Foto: Meiwa Magalhães

No sertão do São Francisco, na divisa entre Bahia e Pernambuco, durante o 2° Fórum Antimanicomial, Elisleide ajudou a fundar uma das associações que articulam o cuidado em liberdade nomeado a “Loucura de Nós”, que une usuários do Raps na Mobilização Antimanicomial na região.


Para a secretária executiva da Rede Nacional Internúcleos da Luta Antimanicomial (RENILA), Renata Guerra, é de suma importância uma perspectiva interseccional ao discutir as políticas de saúde mental no Brasil, visto que a história da saúde mental é marcada por essas desigualdades. "Hoje, não podemos pensar em política pública sem considerar uma perspectiva de gênero, raça, classe e sexualidade”, ressaltou. 


Foto de arquivo do RENILA


O papel da RENILA é lutar contra as desigualdades, por meio de debates sobre questões como o encarceramento de populações negras e o funcionamento das comunidades terapêuticas, consideradas por muitos uma atualização dos antigos manicômios, que funciona como uma ferramenta de disciplinamento sobre corpos marginalizados, como mulheres, negros e pobres. Nessa perspectiva, a instituição defende uma abordagem que privilegie os direitos humanos e um cuidado em liberdade.

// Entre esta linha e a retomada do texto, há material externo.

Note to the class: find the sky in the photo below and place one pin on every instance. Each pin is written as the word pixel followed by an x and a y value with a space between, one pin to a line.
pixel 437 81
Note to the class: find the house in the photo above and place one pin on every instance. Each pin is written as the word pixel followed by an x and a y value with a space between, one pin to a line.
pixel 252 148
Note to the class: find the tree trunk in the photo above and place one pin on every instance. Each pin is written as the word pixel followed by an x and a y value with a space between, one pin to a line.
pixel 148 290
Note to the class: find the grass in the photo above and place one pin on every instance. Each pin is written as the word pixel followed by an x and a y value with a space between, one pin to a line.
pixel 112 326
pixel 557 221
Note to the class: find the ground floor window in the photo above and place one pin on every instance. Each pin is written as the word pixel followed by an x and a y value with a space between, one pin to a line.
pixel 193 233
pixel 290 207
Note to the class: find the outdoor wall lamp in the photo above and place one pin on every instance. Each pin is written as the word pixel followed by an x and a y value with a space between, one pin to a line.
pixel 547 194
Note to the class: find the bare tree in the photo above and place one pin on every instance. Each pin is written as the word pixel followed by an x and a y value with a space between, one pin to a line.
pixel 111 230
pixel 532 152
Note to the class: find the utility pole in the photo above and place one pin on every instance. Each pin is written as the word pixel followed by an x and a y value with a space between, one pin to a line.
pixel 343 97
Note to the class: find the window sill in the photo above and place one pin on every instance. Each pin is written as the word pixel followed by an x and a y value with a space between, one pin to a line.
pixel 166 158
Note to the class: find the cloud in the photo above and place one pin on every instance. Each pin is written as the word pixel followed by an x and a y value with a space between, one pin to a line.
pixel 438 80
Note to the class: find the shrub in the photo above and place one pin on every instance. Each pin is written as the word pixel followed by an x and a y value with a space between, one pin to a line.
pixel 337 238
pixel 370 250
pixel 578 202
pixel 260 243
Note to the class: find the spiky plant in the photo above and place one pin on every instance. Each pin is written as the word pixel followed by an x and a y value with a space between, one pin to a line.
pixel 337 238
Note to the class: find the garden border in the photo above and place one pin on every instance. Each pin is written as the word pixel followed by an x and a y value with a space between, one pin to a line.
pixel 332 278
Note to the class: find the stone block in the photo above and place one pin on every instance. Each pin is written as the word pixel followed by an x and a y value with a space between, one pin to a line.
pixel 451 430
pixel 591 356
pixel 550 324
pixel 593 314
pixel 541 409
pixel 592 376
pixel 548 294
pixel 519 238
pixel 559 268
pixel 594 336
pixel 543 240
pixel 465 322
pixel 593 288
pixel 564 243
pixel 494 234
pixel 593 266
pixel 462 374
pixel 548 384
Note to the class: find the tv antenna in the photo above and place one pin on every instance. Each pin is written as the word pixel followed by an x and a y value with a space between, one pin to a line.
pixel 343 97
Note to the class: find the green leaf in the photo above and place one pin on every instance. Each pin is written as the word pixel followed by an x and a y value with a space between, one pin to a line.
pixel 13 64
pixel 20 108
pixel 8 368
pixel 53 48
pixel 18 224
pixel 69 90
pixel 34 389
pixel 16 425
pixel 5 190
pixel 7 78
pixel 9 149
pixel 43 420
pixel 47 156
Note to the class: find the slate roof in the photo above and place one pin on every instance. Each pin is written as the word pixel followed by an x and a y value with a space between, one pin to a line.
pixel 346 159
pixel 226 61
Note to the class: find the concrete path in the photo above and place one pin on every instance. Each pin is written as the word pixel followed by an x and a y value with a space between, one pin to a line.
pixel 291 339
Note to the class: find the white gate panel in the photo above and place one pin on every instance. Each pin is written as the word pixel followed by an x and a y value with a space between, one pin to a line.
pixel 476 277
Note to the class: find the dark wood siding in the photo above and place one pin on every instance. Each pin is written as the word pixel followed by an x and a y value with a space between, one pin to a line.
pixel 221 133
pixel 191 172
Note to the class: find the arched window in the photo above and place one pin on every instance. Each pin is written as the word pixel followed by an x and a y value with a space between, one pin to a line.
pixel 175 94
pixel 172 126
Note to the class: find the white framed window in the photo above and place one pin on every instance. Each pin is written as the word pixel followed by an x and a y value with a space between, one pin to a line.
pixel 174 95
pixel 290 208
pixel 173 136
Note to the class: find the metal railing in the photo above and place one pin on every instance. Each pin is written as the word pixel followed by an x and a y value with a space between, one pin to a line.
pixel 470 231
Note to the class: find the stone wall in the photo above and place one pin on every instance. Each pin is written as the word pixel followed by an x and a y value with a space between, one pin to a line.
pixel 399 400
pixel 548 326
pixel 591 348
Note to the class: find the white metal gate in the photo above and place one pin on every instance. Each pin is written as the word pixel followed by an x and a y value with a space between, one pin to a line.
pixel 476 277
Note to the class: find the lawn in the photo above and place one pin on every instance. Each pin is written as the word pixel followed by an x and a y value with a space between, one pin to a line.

"A RENILA luta pelo fechamento total dos hospitais psiquiátricos e pela construção de dispositivos de atenção psicossocial que incluam as famílias e as redes de apoio. É preciso que as políticas públicas garantam o retorno dessas pessoas à convivência social de forma digna, com acesso a serviços de saúde, educação, cultura e trabalho", explica Guerra. Ela ainda ressalta que a reintegração plena depende de um esforço conjunto entre diferentes áreas do governo e da sociedade.

Ao abordar o Dia Mundial da Saúde Mental, Renata enfatiza a importância de tratar a data sob a ótica dos direitos humanos. "A Luta Antimanicomial é, acima de tudo, uma luta por uma sociedade mais justa. O 10 de outubro e o 18 de maio são marcos fundamentais para reforçarmos a defesa da saúde mental como um direito. Neste ano, precisamos ocupar as ruas em defesa da democracia, pois a democracia é, por natureza, antimanicomial", finaliza.

Foto de arquivo do RENILA 


O 10° Fórum Antimanicomial ocorreu entre os dias 25 e 27 de setembro de 2024, na Universidade Federal do Vale do São Francisco (UNIVASF), em Juazeiro-BA. Durante o evento, foi discutido o cuidado em saúde mental em liberdade, no 1° Encontro Nacional de cuidado em liberdade e a 6° mostra de atenção psicossocial que resultou na produção do "Manifesto do Sertão para os Brasis", que reforçou a importância de um cuidado plural e antimanicomial nos territórios do Sertão do São Francisco com foco em resistir a diversas formas de opressão.

Por Meiwa Magalhães, estudante de Jornalismo em Multimeios e colaboradora do MultiCiência.